- Jarrett in 1982
- Born: February 9, 1926 Adairsville, Georgia, U.S.
- Died: October 19, 2007 (aged 81) Greenwich Village, New York City, U.S.
- Occupation: Actress

= Bella Jarrett =

American novelist

Bella Jarrett (February 9, 1926 – October 19, 2007) was an American stage, television, and film actress as well as a novelist. Her acting credits include Broadway, Off-Broadway, television series, and films.

==Early life==
Bella Jarrett was born on February 9, 1926, in Adairsville, Georgia. As a child, she decided to learn the hand alphabet that is used by deaf people because she was curious. She attended Wesleyan College in Macon, Georgia, earning a B.A in 1947 and M.F.A. in 1948. After graduating, she acted in community theater and had an advertising job in Atlanta, Georgia. In 1951 she married M. O. Thornburg, an employee of Atlanta's WAGA radio station. In 1958, Jarrett moved to New York City to start an acting career. Upon moving, she first worked in store advertising and later became the public relations director for Abercrombie & Fitch. She quit her public relations job after a year and rented a flat so that she would be available for any auditions.

==Career==
Jarrett began acting in the 1950s with local theater groups in Atlanta, Houston, Boston, and Washington D.C. She had roles in the television series All My Children, The Doctors, and Another World. Her Broadway debut was in the 1970s. She was in multiple Broadway productions which include Once in a Lifetime and Lolita. Jarrett also was in the Off-Broadway productions The Good Natur’d Man, Phaedra, and The Waltz of the Toreadors. The films that she had a role in are The Cotton Club, The Lonely Guy, and Hellfighters. Jarrett wrote four romance novels, two under the pen name Belle Thorne. Her first romance novel was published by Dell which was the second publisher that she contacted.
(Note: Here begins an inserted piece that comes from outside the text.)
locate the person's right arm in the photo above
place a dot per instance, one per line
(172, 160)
In a review of the controversial Catholic comedic play Sister Mary Ignatius Explains It All For You, Rita Rose of The Indianapolis Star wrote, "Bella Jarrett's theater credits could rival the length of any catechism handbook". Jarrett was part of the Bedside Network in which she read and performed for people who were chronically ill. She was also a member of Call for Action and Mensa International, the largest and oldest high IQ society in the world. She died on October 19, 2007, at her home in Greenwich Village.